政府に表彰された「書かない窓口」
そのうちの一つに「書かない窓口」があった。
引っ越しの時、ウェブ上の質問に答えると、必要な手続きが分かり、オンラインで申請書の作成もできる。住所や名前を一度入力したら、複数の申請書も作成できた。これは2022年、内閣府の「夏のDigi田甲子園」で4位に入った。デジタル田園都市国家構想の一環として、政府が自治体の取り組みを表彰しているのである。
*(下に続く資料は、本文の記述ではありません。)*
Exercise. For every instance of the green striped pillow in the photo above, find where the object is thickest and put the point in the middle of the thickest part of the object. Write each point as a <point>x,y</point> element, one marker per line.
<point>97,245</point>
他にも、旧軍港を持つ広島県呉市、長崎県佐世保市、京都府舞鶴市と一緒に「デジタル・ガバメント推進広域研究会」を結成し、申請に多くの紙が必要だった生活保護の手続きをデジタル化する試みを行うなどしてきた。
そしてChatGPT。検討を始めるよう言い出したのは上地市長だった。2023年3月29日のことだ。
「面白いから行政で活用できる方法を考えろ」
「ちょうどいろんな紙面にChatGPTに関する記事が出ていた時で、インターネットが出現した時のような効果があるというような報道がなされていました。『面白いから行政で活用できる方法を考えろ』と指示を受けました。ただ、年度末で人事異動の真っ最中だったので、週明けの4月3日に検討チームを発足させました」
中心となったのは、市役所に入るまでIT関連の仕事をしていた青木伸広主査ら5~6人の若手職員だ。
まずはセキュリティの検討から始めた。
質問として入力した内容を、AIに学習されてしまうことが、ChatGPTならではの問題としてクローズアップされている。二次利用されたら情報漏洩につながる。
青木主査は「学習を回避する方法として、市役所からは自治体向けのチャットツールを経由してChatGPTにつなげるようにしました。こうしたやり方だと、二次利用されません。ChatGPTを開発したOpenAIの規約にそう書いてあります」と話す。
そもそもの大前提として、個人情報や機密情報を入力しないというのはChatGPT以前の庁内ルールだ。そうした情報セキュリティ研修は全職員に必須とされている。
次に検討したのは、何に使えるかだった。寒川室長は「皆で楽しくChatGPTで遊びました」と話す。
青木主査が「遊んだ」内容を再現してくれた。
「キャッチコピーを考えてみたいと思います。横須賀市はアーバンスポーツを推進していて、ストリートダンスグランプリが開催されました。このキャッチコピーを『10個考えて』と入れてみましょう」
今年から横須賀市で始まった「高校ストリートダンスグランプリ」である。部や同好会で活動する高校生が参加し、1~3月に予選大会と決勝大会が開かれた。出場校は全国募集したが、初回とあって関東圏から37校・42チームが出場した。
青木主査が画面に入力して、少し待つ。すると、1分も経たないうちに、以下の10通りのキャッチコピーが表示された。